There is very little increased risk assosiated with obesity in pregnancy (specifically pregnancy not general health). I also beleive that the body will only allow pregnancy to occur if it can cope with pregnancy.

Lifestyle wise, I do feel that the parents should make every effort to have a healthy lifestyle in order to raise a child, but this is not exclusive to obesity.
 
OK I don't really know why I am posting in here as I am sure someone will have something negative to say to me but I am classed as mornidly obese with a BMI of 51.. I have had 4 previous losses confirmed none however where due to my weight... I have a issue where when I had surgery they knicked my thyroid which made it stop working so I can eat salad and drink water and gain weight... I had talked to my dr because I also have PCOS and after some testing was said I was fine to have a child and he put me on a medication to help with this.. I am now 27 weeks pregnant with a perfectly healthy baby boy.. I am monitored closely because I had high blood pressure before becoming pregnant (from mom and dad) but my blood pressure has been better than a skinny woman since becoming pregnant. My dr. also told me that becoming pregnant might actually help me with fixing my thyroid and losing weight and honestly I have pretty much always eaten healthily and I have lost 27 pounds while pregnant not trying mind you it just happens and since the baby is fine and growig properly the dr said it is fine and happens with some women who are obese when they get pregnant... also I have not really had any breathing issues (have asthma) with the exception of getting bronchitis a couple weeks ago.. I know this is not the norm but I also know that telling a women not to get pregnant because she is overweight is not right.. I think if she has met with her dr and it is deemed safe for her than she should not be critisized for her choice..
 
In line with the discussion I do not think it is unethical for many reasons that have been stated- including how weight is not necessarily an indicator of "health"

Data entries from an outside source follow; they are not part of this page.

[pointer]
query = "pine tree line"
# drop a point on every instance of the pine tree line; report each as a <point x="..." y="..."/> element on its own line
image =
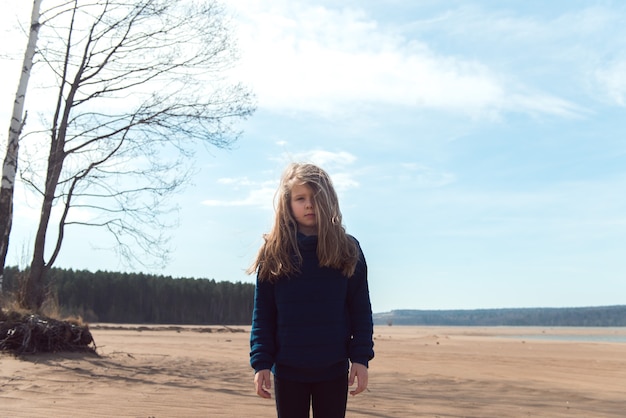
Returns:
<point x="145" y="299"/>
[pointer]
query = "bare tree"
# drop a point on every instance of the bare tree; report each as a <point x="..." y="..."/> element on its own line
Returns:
<point x="18" y="119"/>
<point x="138" y="86"/>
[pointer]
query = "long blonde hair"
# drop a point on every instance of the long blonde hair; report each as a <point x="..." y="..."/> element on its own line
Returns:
<point x="335" y="248"/>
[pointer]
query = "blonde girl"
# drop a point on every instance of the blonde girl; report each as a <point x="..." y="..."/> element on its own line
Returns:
<point x="312" y="319"/>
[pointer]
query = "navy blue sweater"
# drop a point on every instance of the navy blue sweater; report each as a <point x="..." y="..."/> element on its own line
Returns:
<point x="307" y="327"/>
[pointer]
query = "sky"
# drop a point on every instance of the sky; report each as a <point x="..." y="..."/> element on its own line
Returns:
<point x="478" y="148"/>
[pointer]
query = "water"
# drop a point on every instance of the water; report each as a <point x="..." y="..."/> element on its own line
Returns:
<point x="588" y="338"/>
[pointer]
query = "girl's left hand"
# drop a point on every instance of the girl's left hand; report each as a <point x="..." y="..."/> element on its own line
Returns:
<point x="358" y="371"/>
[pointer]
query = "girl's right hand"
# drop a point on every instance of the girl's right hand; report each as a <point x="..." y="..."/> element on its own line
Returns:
<point x="263" y="383"/>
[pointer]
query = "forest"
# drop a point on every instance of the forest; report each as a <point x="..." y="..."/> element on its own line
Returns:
<point x="594" y="316"/>
<point x="142" y="298"/>
<point x="138" y="298"/>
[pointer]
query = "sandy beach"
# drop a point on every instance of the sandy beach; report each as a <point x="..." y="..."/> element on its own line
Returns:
<point x="154" y="371"/>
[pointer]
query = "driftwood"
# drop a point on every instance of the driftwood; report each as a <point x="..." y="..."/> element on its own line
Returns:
<point x="30" y="334"/>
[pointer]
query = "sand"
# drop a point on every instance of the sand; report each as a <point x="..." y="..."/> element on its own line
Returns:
<point x="418" y="372"/>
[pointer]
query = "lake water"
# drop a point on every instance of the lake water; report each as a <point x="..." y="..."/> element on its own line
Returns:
<point x="590" y="338"/>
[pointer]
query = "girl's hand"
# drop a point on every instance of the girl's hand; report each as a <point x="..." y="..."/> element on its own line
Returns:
<point x="358" y="371"/>
<point x="262" y="383"/>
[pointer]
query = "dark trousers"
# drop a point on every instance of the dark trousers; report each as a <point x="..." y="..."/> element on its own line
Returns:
<point x="294" y="399"/>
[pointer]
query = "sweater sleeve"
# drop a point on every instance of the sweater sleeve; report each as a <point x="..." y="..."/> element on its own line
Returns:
<point x="263" y="333"/>
<point x="360" y="308"/>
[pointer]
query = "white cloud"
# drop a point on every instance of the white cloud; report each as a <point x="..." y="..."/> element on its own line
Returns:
<point x="260" y="193"/>
<point x="334" y="61"/>
<point x="259" y="197"/>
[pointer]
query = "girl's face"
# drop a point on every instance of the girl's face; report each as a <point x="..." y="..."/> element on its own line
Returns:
<point x="303" y="209"/>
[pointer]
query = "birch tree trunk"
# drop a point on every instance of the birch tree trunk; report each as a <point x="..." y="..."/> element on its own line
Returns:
<point x="9" y="167"/>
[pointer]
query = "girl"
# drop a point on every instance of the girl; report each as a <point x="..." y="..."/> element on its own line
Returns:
<point x="312" y="315"/>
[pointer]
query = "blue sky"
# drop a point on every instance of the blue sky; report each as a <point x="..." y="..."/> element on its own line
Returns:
<point x="478" y="149"/>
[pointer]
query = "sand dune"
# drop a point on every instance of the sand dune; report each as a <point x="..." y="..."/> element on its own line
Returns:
<point x="418" y="372"/>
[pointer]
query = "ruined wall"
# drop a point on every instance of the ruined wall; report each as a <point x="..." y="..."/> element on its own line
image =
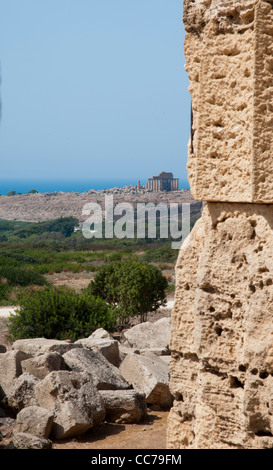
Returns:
<point x="222" y="331"/>
<point x="228" y="49"/>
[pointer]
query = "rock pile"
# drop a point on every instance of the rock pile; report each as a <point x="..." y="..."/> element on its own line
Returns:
<point x="52" y="389"/>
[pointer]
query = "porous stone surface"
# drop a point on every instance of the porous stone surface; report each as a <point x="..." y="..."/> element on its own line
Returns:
<point x="149" y="335"/>
<point x="34" y="420"/>
<point x="24" y="440"/>
<point x="104" y="375"/>
<point x="221" y="371"/>
<point x="228" y="49"/>
<point x="74" y="401"/>
<point x="124" y="406"/>
<point x="22" y="391"/>
<point x="10" y="369"/>
<point x="148" y="375"/>
<point x="108" y="347"/>
<point x="43" y="364"/>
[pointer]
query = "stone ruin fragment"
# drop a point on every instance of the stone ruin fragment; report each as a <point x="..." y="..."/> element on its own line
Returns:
<point x="222" y="321"/>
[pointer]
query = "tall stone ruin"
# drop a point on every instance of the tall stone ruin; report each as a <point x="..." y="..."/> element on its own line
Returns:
<point x="222" y="320"/>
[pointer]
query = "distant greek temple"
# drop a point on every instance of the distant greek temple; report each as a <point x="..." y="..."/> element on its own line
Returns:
<point x="163" y="182"/>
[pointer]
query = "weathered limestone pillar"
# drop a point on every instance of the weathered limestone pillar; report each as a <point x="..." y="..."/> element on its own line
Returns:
<point x="222" y="321"/>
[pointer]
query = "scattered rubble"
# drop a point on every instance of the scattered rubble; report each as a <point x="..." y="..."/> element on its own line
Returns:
<point x="54" y="390"/>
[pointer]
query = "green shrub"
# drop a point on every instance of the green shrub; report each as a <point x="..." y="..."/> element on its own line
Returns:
<point x="131" y="287"/>
<point x="60" y="313"/>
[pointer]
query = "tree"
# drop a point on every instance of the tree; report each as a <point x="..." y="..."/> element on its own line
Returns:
<point x="131" y="287"/>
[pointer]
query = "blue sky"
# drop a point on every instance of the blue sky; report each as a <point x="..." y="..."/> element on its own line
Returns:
<point x="93" y="88"/>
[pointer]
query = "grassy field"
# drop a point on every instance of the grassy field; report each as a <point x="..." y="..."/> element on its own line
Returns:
<point x="35" y="254"/>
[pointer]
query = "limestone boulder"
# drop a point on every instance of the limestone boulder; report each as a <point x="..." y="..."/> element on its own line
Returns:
<point x="102" y="373"/>
<point x="34" y="420"/>
<point x="108" y="347"/>
<point x="149" y="335"/>
<point x="74" y="401"/>
<point x="148" y="375"/>
<point x="22" y="392"/>
<point x="10" y="369"/>
<point x="23" y="440"/>
<point x="124" y="406"/>
<point x="42" y="364"/>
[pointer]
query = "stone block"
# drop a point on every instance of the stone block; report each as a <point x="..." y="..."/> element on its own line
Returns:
<point x="228" y="50"/>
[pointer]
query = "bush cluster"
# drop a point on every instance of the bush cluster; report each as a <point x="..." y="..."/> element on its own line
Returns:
<point x="60" y="313"/>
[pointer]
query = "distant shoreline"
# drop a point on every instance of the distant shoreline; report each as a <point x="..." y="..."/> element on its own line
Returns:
<point x="44" y="206"/>
<point x="70" y="186"/>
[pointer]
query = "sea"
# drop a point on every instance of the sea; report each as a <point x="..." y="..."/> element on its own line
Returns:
<point x="70" y="185"/>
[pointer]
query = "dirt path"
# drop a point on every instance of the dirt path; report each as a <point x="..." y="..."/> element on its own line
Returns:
<point x="150" y="434"/>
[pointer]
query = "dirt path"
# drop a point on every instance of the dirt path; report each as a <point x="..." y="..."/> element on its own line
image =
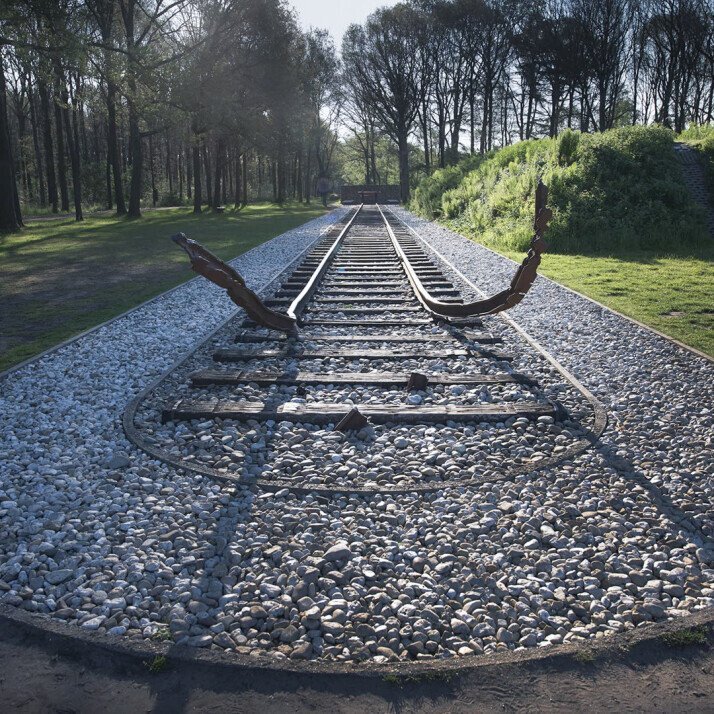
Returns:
<point x="42" y="673"/>
<point x="695" y="179"/>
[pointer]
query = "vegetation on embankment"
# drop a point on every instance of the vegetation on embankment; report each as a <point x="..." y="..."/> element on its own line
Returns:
<point x="60" y="277"/>
<point x="625" y="231"/>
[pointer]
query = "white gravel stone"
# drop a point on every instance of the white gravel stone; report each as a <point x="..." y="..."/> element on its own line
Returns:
<point x="94" y="531"/>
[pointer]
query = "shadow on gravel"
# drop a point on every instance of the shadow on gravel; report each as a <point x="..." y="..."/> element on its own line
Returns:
<point x="660" y="497"/>
<point x="44" y="672"/>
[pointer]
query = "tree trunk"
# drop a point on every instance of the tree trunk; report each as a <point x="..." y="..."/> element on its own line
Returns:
<point x="49" y="150"/>
<point x="10" y="216"/>
<point x="238" y="182"/>
<point x="108" y="178"/>
<point x="207" y="173"/>
<point x="403" y="145"/>
<point x="196" y="153"/>
<point x="244" y="179"/>
<point x="152" y="173"/>
<point x="72" y="138"/>
<point x="189" y="175"/>
<point x="112" y="149"/>
<point x="137" y="162"/>
<point x="36" y="146"/>
<point x="61" y="160"/>
<point x="217" y="175"/>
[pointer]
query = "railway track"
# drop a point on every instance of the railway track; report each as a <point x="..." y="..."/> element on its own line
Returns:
<point x="367" y="367"/>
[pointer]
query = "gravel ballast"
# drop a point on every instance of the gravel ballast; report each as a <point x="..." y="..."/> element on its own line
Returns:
<point x="95" y="532"/>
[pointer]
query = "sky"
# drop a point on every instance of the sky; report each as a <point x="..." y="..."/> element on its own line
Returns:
<point x="335" y="15"/>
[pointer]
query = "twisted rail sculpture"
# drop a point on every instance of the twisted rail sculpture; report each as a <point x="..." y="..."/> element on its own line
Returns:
<point x="220" y="273"/>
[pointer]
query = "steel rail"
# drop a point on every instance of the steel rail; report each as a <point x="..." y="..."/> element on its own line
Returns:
<point x="506" y="299"/>
<point x="298" y="304"/>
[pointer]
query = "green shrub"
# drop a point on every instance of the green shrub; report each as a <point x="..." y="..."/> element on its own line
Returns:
<point x="619" y="190"/>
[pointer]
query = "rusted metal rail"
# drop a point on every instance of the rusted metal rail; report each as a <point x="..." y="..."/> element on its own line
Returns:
<point x="370" y="306"/>
<point x="506" y="299"/>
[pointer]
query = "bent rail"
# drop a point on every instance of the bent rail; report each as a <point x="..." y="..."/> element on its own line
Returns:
<point x="506" y="299"/>
<point x="212" y="267"/>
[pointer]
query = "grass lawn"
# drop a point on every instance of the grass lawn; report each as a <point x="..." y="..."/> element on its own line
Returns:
<point x="672" y="293"/>
<point x="58" y="277"/>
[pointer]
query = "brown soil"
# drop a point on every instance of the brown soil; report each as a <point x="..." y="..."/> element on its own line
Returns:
<point x="43" y="673"/>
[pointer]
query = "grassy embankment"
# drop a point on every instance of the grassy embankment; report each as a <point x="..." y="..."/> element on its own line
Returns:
<point x="59" y="277"/>
<point x="625" y="230"/>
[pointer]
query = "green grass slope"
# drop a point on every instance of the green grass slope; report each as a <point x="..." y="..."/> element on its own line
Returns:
<point x="625" y="230"/>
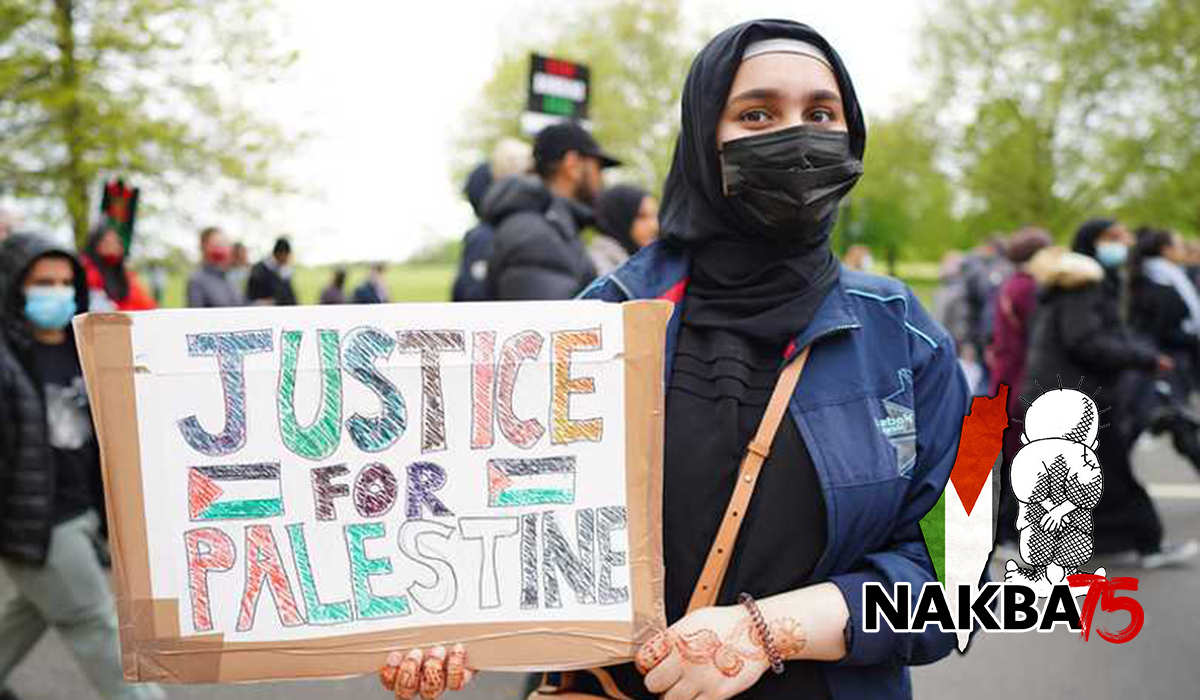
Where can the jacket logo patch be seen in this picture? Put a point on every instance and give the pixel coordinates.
(900, 425)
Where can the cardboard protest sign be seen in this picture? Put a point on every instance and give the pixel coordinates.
(293, 492)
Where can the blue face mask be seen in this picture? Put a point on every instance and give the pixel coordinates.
(1111, 255)
(49, 307)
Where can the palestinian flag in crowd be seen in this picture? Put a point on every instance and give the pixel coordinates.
(119, 209)
(960, 528)
(234, 491)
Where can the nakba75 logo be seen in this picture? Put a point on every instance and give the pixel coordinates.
(1056, 480)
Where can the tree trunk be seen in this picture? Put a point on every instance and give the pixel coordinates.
(75, 197)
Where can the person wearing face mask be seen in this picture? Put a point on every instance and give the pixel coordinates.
(628, 221)
(209, 287)
(49, 464)
(1080, 339)
(865, 395)
(113, 286)
(270, 280)
(538, 252)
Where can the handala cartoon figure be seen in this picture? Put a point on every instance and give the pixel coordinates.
(1057, 482)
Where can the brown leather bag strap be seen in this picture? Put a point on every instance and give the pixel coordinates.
(713, 574)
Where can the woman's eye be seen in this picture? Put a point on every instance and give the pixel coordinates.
(755, 115)
(821, 115)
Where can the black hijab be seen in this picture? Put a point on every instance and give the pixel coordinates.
(616, 211)
(117, 281)
(1089, 233)
(743, 281)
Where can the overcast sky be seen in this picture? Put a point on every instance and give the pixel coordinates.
(384, 87)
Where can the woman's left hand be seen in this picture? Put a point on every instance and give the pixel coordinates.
(711, 653)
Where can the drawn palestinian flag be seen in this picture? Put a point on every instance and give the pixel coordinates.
(960, 528)
(534, 482)
(234, 491)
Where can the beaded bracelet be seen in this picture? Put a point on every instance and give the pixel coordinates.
(760, 623)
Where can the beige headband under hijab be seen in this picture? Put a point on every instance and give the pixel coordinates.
(786, 46)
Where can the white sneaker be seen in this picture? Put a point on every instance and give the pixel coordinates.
(1170, 554)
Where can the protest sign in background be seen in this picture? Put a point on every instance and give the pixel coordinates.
(294, 492)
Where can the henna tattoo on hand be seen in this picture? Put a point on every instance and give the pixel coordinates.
(700, 646)
(730, 657)
(789, 636)
(433, 680)
(408, 678)
(652, 653)
(388, 677)
(727, 660)
(456, 668)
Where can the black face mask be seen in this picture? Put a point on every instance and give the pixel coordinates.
(789, 181)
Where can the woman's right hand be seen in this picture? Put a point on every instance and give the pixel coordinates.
(426, 674)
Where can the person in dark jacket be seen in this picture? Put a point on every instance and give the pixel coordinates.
(270, 279)
(1080, 339)
(509, 157)
(628, 221)
(873, 426)
(471, 282)
(48, 465)
(1165, 309)
(1006, 356)
(538, 252)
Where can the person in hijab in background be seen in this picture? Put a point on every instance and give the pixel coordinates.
(113, 286)
(628, 219)
(1080, 340)
(772, 138)
(1013, 312)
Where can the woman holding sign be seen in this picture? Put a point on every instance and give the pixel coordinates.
(766, 572)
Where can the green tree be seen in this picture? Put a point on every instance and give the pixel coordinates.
(1063, 109)
(903, 205)
(1161, 137)
(1035, 87)
(639, 55)
(137, 88)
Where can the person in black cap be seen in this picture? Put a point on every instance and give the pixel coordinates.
(538, 251)
(772, 138)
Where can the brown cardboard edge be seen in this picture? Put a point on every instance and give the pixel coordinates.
(106, 354)
(150, 642)
(646, 323)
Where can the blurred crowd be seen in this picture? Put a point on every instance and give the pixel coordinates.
(1117, 315)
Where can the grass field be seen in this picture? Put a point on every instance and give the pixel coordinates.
(431, 282)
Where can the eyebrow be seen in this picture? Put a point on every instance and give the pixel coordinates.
(820, 95)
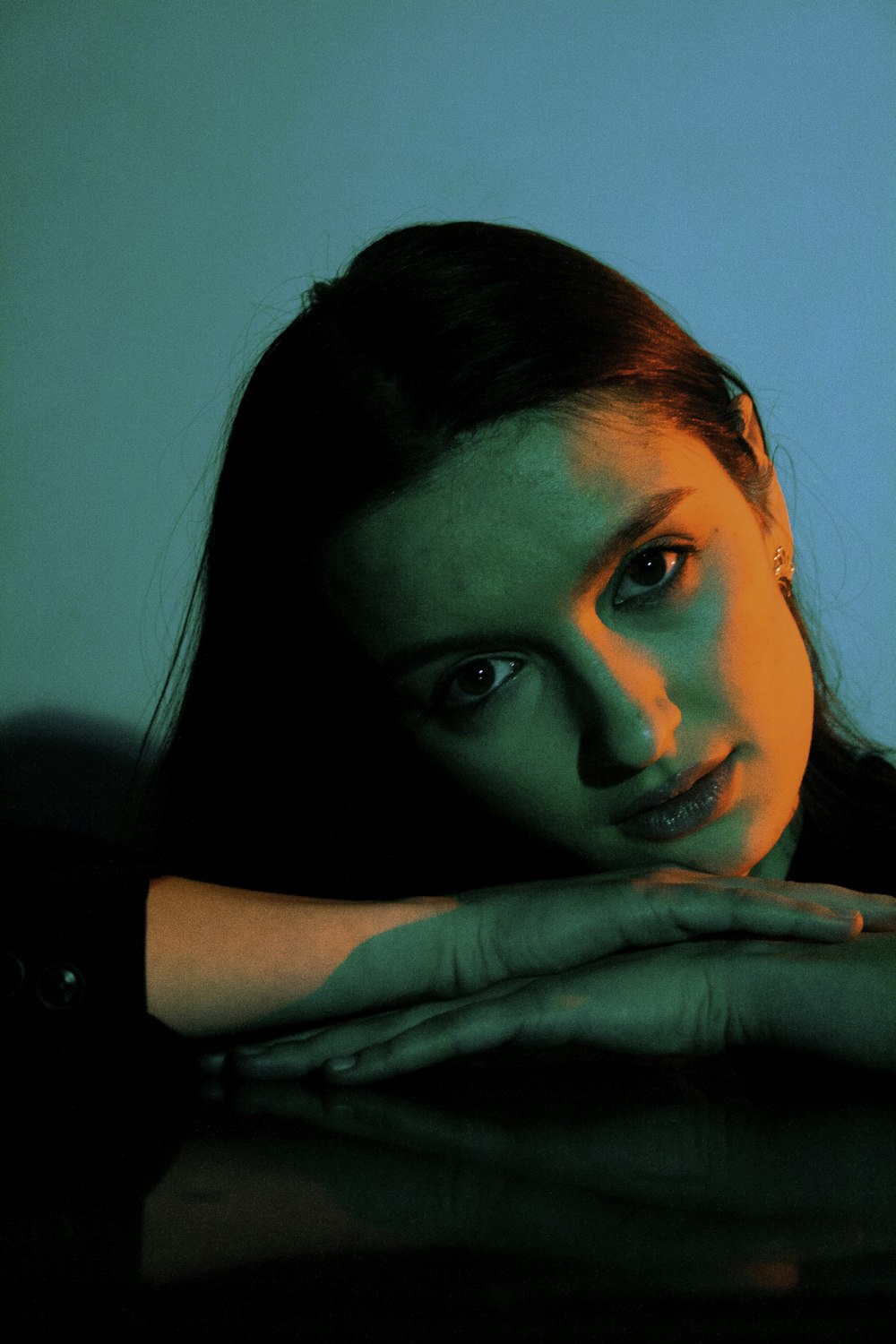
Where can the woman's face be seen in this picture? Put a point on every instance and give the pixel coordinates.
(578, 616)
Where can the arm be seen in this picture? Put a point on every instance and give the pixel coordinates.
(222, 960)
(688, 996)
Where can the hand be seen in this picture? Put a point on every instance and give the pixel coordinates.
(686, 996)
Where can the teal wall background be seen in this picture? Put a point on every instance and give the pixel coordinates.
(177, 171)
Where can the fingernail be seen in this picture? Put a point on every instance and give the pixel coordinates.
(339, 1066)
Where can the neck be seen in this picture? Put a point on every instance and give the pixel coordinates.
(777, 862)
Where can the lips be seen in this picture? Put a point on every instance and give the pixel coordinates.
(680, 806)
(670, 789)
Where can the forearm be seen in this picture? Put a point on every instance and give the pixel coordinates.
(222, 960)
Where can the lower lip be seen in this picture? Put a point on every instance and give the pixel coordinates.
(686, 812)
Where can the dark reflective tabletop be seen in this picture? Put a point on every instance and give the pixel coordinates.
(508, 1198)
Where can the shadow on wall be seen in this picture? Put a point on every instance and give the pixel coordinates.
(74, 773)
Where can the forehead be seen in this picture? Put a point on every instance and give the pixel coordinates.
(508, 521)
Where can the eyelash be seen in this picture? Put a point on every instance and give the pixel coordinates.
(668, 581)
(474, 706)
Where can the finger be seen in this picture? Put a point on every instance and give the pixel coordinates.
(293, 1056)
(592, 919)
(457, 1031)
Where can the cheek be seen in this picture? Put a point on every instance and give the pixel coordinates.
(521, 763)
(762, 672)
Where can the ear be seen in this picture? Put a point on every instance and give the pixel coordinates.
(775, 504)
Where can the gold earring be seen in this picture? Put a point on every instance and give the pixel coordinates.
(785, 570)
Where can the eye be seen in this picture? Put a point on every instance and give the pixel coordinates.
(650, 573)
(470, 685)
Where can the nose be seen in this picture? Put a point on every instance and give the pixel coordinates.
(627, 719)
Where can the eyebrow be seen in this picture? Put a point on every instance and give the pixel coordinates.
(649, 515)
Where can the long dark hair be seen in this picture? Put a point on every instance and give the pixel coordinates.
(284, 769)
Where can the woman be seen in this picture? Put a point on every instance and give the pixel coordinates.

I am considered OBESE as I am 5'1 and weighed 175 before pregnancy. A year before falling pregnant I was at 130- still considered overweight although I wore a size 3 in pants. Over the next year my birth control made me gain almost 35lbs- I exercised and ate healthy and watched the weight come on. I decided to quit as I was ready to have a baby and wanted to get "in shape" before falling pregnant. Once off birth control I began to have HORRIBLE side effects- ever symptom of being pregnant and rapid weight gain. In the 2.5 months before getting pregnant I gained the rest of the weight. I wanted to be a healthy weight for pregnancy but I was losing hope. Turned out getting pregnant was great for me. I've had no health issues with it and currently (at 27 weeks) weight 181. I eat mostly healthy and indulge when I want to. I had a belgian waffle for lunch with myfriend and it had whipped cream and strawberries on it. Sure- absolutely unhealthy. Tonight and yesterday I've been eating healthy. My cousin was always a stick figure and lived off pizza, hamburgers and hotdogs (all microwavable!) her whole life. Physically she looked healthier but I always was on the inside.
Thus said, I think that OBESE and even MORBIDLY OBESE women who feel that they are CAPABLE of carrying a child (your body will not let you if you cannot, regardless of the reason) or even feel like they want to try should be able to.